Yor, the Hunter from the Future was shot primarily on-location in Turkey, including scenes shot in Cappadocia. Along with co-writing and directing the film, Margheriti supervised the films special effects with his son Edoardo.

The film was originally made as a four part miniseries which was broadcast on Italy's RAI television.

==Release==
Yor, the Hunter from the Future was released in Italy on 10 February 1983. Running time of the Italian feature version of the film was 98 minutes, while the version released on 19 August 1983 in American theaters ran 89 minutes. The film was distributed in the United States by Columbia Pictures. Margheriti stated that Columbia distributed 1400 prints of the film and that it was "one of the most successful pictures of my life." Yor, the Hunter from the Future grossed a total of $2,810,199 in the United States.

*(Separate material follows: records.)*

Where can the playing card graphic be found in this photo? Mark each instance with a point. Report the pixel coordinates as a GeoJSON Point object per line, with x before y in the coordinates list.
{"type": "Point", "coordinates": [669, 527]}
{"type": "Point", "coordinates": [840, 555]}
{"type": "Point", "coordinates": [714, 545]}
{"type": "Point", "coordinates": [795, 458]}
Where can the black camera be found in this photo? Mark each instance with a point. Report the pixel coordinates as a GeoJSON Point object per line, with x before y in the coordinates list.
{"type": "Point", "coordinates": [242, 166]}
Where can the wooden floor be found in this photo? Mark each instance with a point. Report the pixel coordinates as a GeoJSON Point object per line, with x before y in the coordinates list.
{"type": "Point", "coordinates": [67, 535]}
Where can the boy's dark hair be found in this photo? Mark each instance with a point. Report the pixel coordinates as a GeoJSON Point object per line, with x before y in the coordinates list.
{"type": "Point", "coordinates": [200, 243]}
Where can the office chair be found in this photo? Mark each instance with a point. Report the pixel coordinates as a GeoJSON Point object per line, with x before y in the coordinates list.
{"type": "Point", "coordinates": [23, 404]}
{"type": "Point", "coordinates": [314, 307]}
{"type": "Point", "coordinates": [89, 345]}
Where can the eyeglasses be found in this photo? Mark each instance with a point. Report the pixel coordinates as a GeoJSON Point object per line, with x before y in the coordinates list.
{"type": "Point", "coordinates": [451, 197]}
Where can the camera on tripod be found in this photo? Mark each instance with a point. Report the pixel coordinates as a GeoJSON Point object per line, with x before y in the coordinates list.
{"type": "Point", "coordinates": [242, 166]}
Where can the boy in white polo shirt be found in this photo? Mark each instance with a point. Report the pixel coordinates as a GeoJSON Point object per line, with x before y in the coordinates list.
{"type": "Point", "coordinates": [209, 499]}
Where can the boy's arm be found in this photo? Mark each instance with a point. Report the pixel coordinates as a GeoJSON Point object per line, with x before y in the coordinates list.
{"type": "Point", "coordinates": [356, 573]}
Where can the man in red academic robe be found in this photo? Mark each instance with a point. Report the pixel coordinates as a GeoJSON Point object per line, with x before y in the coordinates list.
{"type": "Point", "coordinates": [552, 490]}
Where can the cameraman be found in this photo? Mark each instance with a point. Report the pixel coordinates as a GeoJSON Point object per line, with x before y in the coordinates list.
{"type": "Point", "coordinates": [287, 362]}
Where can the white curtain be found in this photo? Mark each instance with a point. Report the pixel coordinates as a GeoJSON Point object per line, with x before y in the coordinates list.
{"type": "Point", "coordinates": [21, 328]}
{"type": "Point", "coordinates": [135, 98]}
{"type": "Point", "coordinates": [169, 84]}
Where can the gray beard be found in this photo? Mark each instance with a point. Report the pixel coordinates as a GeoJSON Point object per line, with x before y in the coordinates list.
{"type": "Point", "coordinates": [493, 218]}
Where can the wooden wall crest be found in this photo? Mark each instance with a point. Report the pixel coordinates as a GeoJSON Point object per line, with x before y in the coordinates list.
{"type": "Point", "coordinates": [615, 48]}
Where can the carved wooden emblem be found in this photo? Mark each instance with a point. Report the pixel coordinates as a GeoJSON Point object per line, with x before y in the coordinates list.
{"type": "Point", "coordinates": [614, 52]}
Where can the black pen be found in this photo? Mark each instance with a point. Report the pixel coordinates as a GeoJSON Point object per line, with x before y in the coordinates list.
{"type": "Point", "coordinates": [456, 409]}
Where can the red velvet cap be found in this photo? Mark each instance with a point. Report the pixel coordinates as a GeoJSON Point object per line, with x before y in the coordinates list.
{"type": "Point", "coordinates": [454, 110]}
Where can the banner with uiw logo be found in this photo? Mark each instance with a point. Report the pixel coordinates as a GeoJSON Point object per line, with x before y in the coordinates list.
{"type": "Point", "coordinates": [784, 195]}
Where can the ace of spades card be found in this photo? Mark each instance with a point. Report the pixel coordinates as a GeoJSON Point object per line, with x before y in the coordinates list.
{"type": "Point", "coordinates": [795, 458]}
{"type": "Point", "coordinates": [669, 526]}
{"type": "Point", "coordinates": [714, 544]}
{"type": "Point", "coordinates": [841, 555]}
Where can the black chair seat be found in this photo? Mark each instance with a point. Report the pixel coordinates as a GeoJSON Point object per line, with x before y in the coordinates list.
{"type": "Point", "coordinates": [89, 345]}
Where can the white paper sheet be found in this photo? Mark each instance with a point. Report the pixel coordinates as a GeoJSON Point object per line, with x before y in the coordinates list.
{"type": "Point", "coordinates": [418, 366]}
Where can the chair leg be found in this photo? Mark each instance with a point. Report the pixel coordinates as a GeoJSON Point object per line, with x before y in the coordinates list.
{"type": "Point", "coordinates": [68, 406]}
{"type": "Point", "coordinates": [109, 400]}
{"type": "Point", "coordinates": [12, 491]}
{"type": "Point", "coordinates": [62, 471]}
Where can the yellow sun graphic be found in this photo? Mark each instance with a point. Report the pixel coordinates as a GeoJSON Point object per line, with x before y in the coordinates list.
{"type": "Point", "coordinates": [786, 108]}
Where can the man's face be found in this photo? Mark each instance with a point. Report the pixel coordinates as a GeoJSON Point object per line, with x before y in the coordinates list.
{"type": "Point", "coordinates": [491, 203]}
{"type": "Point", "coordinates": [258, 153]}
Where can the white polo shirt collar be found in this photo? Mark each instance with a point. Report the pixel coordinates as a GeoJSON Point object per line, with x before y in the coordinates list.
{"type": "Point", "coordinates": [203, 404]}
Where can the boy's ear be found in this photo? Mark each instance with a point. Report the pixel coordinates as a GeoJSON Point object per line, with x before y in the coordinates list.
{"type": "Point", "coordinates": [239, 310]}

The film was released on DVD as part of Sony's on-demand manufacturing service on 6 September 2011. A Blu-ray of the film was released by Mill Creek Entertainment in January 2018 with an audio commentary with actor Reb Brown. The Blu-ray features the American theatrical cut, not the longer Italian version.

==Reception==

It's so bad! [...] Every once in a while, I enjoy looking for Yor in those movie guides and I always discover a "bomb" or a "turkey" rating.
— — Antonio Margheriti on Yor, the Hunter from the Future

In contemporary reviews, Variety referred to the film as "one of the cheesiest pics to bear a major studio imprimatur recently, and will have to grab the under-12 crowd on opening weekend or two to pay off. Nobody older than that will buy it." Janet Maslin of The New York Times admitted to not having finished watching the film for her review, noting that she could not imagine who would want to finish the film. The Washington Post opined, "Even gluttons for dumbness may find it easy to refrain from second helpings". The Globe and Mail described it as "even worse than you think" and suggested that it was a rip-off of Star Wars and Quest for Fire.

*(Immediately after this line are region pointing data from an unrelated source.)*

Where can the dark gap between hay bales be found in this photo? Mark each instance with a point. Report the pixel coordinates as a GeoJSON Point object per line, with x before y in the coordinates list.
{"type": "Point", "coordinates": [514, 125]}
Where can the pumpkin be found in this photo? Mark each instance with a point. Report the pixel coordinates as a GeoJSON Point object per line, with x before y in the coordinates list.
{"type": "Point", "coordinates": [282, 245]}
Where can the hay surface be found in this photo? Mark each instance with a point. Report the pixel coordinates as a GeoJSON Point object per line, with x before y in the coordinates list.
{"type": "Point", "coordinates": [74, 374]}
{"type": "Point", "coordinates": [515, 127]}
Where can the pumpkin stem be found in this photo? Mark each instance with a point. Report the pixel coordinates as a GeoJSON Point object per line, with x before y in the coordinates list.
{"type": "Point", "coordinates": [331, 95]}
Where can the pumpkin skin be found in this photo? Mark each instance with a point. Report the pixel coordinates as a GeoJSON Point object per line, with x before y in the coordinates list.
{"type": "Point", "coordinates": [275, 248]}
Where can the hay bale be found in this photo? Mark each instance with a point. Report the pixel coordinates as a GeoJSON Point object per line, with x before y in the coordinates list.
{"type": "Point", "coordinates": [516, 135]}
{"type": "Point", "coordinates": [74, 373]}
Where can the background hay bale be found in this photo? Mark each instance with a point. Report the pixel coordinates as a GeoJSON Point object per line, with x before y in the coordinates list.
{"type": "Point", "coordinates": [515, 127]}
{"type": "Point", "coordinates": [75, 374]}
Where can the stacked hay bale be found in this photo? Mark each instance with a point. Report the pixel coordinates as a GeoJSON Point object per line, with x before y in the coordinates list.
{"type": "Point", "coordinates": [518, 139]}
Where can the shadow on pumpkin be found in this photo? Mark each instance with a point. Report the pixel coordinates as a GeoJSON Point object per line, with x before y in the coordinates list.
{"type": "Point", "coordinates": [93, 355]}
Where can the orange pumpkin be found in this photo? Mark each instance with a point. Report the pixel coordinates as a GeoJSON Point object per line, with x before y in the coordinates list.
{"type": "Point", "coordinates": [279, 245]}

In Leonard Maltin's Movie and Video Guide, a review commented that the film was "Humorously tacky at first, then just plain boring." John Nubbin reviewed Yor, the Hunter from the Future for Different Worlds magazine and stated that "Not having a lot of room, I will not waste what I have listing Yors faults, or placing blame. There is no point. Every single thing about Yor was bad. Cheaply put together with little-to-no forethought, it rambles on from beginning to end, never bothering with anything so trite as a plot or understandable action."

The film was nominated for three Golden Raspberry Awards at the 4th Golden Raspberry Awards in 1984, for Worst New Star (Reb Brown), Worst Musical Score and Worst Original Song ("Yor's World"). The film's director Margheriti commented on the film years after its release that the extended television version of the film was "even more hilarious" and that the film was "a fun project made with almost zero budget. It was a party film and I sometimes enjoy looking at it again."